On Jun 8, 2010, at 14:42 , Jeff Squyres wrote:

> Look at my output -- I did...
>
> On Jun 8, 2010, at 10:40 AM, George Bosilca wrote:
>
>> Still no good, the opal_atomic_cmpset_32 is not inlined. Try to add -O3 to your command line, this helped for gcc.
>>
>> Thanks,
>> george.
>>
>> On Jun 8, 2010, at 14:14 , Jeff Squyres wrote:
>>
>>> On Jun 8, 2010, at 9:53 AM, George Bosilca wrote:
>>>
>>>> As you can see there is no explicit call, the opal_atomic_cmpset_32 is really inlined. I think the problem is that you didn't specify the -O3 flag on your command line.
>>>
>>> Ah, you wanted me to compile the OMPI code itself and send you the assembly. That's not what you asked for. :-)
>>>
>>> (I just took the code you sent in the mail, stuffed it into george.c, and compiled that with -s -- outside of the context of the Open MPI code tree)
>>>
>>> Here's the new output.
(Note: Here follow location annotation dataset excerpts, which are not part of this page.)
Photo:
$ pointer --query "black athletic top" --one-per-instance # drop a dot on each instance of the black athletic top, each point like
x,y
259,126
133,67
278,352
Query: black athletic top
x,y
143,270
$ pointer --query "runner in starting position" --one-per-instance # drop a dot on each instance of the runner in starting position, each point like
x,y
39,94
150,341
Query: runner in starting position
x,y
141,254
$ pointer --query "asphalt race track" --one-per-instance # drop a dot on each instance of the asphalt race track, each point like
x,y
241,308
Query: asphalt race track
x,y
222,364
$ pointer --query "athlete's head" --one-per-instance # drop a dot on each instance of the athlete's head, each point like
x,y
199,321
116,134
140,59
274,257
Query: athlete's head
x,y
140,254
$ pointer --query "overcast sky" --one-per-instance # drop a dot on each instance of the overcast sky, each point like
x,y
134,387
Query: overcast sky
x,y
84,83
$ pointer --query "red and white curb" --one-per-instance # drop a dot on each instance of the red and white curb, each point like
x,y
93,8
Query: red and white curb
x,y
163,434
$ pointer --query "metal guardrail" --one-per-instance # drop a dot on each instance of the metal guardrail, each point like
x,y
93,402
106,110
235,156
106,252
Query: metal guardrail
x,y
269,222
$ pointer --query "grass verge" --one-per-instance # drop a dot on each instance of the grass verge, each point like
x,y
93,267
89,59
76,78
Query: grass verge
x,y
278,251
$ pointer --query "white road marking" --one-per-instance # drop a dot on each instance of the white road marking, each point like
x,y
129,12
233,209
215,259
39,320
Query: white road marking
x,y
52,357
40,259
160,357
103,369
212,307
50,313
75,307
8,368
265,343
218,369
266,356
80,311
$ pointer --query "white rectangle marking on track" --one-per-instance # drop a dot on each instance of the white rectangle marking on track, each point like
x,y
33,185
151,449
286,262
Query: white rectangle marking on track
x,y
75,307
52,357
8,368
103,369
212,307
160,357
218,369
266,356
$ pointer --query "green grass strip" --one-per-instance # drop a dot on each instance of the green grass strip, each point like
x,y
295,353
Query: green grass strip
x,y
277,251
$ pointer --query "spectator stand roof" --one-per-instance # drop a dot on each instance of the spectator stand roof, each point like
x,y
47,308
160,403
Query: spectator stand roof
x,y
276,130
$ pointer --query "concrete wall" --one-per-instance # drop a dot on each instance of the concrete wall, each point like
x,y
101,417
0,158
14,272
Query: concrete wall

It still didn't inline, but you can see the code for the _cmpset function:
>>>
>>> -----
>>> [7:13] svbu-mpi:~/tmp % cat george.c
>>> #include <stdint.h>
>>>
>>> #include "opal/sys/atomic.h"
>>>
>>> int foo(void) {
>>> int32_t oldval, delta;
>>> int32_t *addr = 0;
>>> do {
>>> oldval = *addr;
>>> } while (0 == opal_atomic_cmpset_32(addr, oldval, oldval + delta));
>>> return (oldval + delta);
>>> }
>>>
>>> [7:13] svbu-mpi:~/tmp % pgcc -O3 -I /home/jsquyres/svn/ompi4 -I/home/jsquyres/svn/ompi4/opal/include -c -s george.c
>>> [7:13] svbu-mpi:~/tmp % cat george.s .file "george.c"
>>> .version "01.01"
>>> ## PGC 7.0 -opt 1
>>> ## PGC 06/08/2010 05:10:04
>>> ## pgcc george.c -c -S
>>> ## /opt/pgi/7.0.7/linux86-64/7.0-7/bin/pgc
>>> ## george.c -opt 1 -terse 1 -inform warn -x 119 0xa10000 -x 122 0x40 -x 123 0x1000
>>> ## -x 127 4 -x 127 16 -x 19 0x400000 -x 28 0x40000 -x 70 0x8000 -x 122 1 -quad
>>> ## -x 59 4 -x 59 4 -tp p7-64 -astype 0 -stdinc /opt/pgi/7.0.7/linux86-64/7.0-7/include:/usr/local/include:/usr/lib/gcc/x86_64-redhat-linux/4.1.2/include:/usr/lib/gcc/x86_64-redhat-linux/4.1.2/include:/usr/include
>>> ## -def unix -def __unix -def __unix__ -def linux -def __linux -def __linux__
>>> ## -def __NO_MATH_INLINES -def __x86_64__ -def __LONG_MAX__=9223372036854775807L
>>> ## -def __SIZE_TYPE__=unsigned long int -def __PTRDIFF_TYPE__=long int -def __THROW=
>>> ## -def __extension__= -def __amd64__ -def __SSE__ -def __MMX__ -def __SSE2__
>>> ## -def __SSE3__ -predicate #machine(x86_64) #lint(off) #system(posix) #cpu(x86_64)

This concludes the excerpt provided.